At the end of the show, Messner said she thought of Vanilla Ice and Trishelle Cannatella as children and could relate to them deeply because she had similar feelings and problems when she was their age. She described porn star Jeremy as "a nice man."

Tammy Faye's 11 years with cancer were highly publicized. She was first diagnosed with colon cancer in March 1996, and the disease went into remission by the end of that year.

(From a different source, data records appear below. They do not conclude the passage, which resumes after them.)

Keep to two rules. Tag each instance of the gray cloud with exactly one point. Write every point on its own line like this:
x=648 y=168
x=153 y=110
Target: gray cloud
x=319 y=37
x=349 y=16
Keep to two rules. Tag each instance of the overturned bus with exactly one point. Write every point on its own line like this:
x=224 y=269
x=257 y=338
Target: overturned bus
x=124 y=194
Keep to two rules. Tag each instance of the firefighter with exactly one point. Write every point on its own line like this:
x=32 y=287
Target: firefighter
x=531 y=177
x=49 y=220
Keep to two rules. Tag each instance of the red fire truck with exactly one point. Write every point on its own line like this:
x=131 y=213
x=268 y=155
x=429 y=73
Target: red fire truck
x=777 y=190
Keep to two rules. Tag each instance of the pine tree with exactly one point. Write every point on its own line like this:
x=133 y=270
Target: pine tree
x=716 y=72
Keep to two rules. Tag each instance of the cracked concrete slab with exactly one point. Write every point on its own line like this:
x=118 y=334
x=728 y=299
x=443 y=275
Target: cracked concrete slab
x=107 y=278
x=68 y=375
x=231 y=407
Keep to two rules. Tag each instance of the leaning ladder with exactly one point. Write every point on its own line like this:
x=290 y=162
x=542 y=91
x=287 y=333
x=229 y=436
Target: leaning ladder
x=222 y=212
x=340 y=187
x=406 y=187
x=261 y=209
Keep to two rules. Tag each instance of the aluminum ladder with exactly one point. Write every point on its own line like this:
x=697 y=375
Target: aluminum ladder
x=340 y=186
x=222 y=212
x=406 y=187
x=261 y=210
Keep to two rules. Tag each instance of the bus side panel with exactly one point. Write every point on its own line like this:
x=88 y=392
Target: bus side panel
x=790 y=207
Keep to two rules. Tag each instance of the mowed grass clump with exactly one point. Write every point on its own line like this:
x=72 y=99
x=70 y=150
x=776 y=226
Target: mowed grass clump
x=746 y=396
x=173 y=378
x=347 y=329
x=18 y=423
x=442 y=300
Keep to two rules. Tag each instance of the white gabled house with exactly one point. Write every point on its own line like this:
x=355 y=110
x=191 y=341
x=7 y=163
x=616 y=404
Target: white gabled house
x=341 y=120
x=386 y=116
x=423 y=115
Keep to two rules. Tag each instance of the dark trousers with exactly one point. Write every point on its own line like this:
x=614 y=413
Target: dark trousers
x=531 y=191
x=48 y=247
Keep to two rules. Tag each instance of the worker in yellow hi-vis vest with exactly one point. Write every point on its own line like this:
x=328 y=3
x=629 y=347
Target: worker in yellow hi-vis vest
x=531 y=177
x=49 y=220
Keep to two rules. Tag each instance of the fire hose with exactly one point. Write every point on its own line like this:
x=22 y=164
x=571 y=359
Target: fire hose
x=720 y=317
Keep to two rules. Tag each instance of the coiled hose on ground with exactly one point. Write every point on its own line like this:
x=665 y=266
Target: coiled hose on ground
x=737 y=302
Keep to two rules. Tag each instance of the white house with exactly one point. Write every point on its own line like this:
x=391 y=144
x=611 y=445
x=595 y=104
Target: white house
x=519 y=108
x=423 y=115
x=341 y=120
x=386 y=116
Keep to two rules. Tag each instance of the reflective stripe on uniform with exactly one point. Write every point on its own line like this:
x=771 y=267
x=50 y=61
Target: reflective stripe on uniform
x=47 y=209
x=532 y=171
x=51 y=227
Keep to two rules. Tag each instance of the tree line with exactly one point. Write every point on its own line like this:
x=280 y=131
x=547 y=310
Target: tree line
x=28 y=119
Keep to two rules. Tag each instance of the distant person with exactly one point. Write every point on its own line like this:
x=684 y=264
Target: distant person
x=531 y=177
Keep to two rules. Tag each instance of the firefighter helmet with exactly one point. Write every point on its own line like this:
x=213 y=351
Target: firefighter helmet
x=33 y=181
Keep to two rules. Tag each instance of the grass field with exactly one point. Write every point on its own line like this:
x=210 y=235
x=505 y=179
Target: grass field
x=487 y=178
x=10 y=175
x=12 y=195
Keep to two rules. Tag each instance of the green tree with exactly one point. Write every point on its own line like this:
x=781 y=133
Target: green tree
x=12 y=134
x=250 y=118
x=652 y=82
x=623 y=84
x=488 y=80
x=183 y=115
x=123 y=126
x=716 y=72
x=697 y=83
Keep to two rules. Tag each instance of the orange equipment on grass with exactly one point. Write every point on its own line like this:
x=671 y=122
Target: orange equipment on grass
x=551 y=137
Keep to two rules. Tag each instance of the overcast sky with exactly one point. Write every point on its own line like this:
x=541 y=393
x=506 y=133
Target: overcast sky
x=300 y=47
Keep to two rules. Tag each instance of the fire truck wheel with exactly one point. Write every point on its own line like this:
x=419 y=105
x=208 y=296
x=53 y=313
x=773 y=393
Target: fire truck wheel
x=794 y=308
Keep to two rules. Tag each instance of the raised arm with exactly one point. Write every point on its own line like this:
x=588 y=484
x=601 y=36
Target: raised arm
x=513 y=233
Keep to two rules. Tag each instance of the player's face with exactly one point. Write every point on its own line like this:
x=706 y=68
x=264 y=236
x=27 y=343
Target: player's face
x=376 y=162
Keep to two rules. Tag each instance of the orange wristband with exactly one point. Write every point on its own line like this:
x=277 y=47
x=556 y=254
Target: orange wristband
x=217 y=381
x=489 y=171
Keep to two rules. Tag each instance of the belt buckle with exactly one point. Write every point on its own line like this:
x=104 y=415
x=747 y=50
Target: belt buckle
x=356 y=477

On July 19, 2007, Tammy Faye appeared on CNN's Larry King Live in what turned out to be her final interview (she died the following day, just hours after the broadcast). At the time, she said she weighed 65 pounds (29.5 kg) and was unable to eat solid food. Messner's husband would later say that he believed that she chose to do the interview to say a final goodbye to her fans.

2 comments:

John Going Gently said...

Just saw your comment on Raymondo's film review blog
Go and see I Tonya first...it's great

Raybeard said...

Interesting.
At first I thought that this Bakker guy was the one who'd wept "I have sinned!" in front of followers and cameras when he should more truthfully have said "I've been found out!" - I've managed to find out that that had been Swaggart. But that's by the by - anyway, these big-mouth God-guys are all cut from the same cloth.
Tammy Faye was just a name hovering on the outer fringes of my awareness,= but, being wiser now I see that she deserves a more upfront seat.

Thanks to JayGee above for sounding out my recommendation for 'I Tonya'. You really ought to see it as I know you will.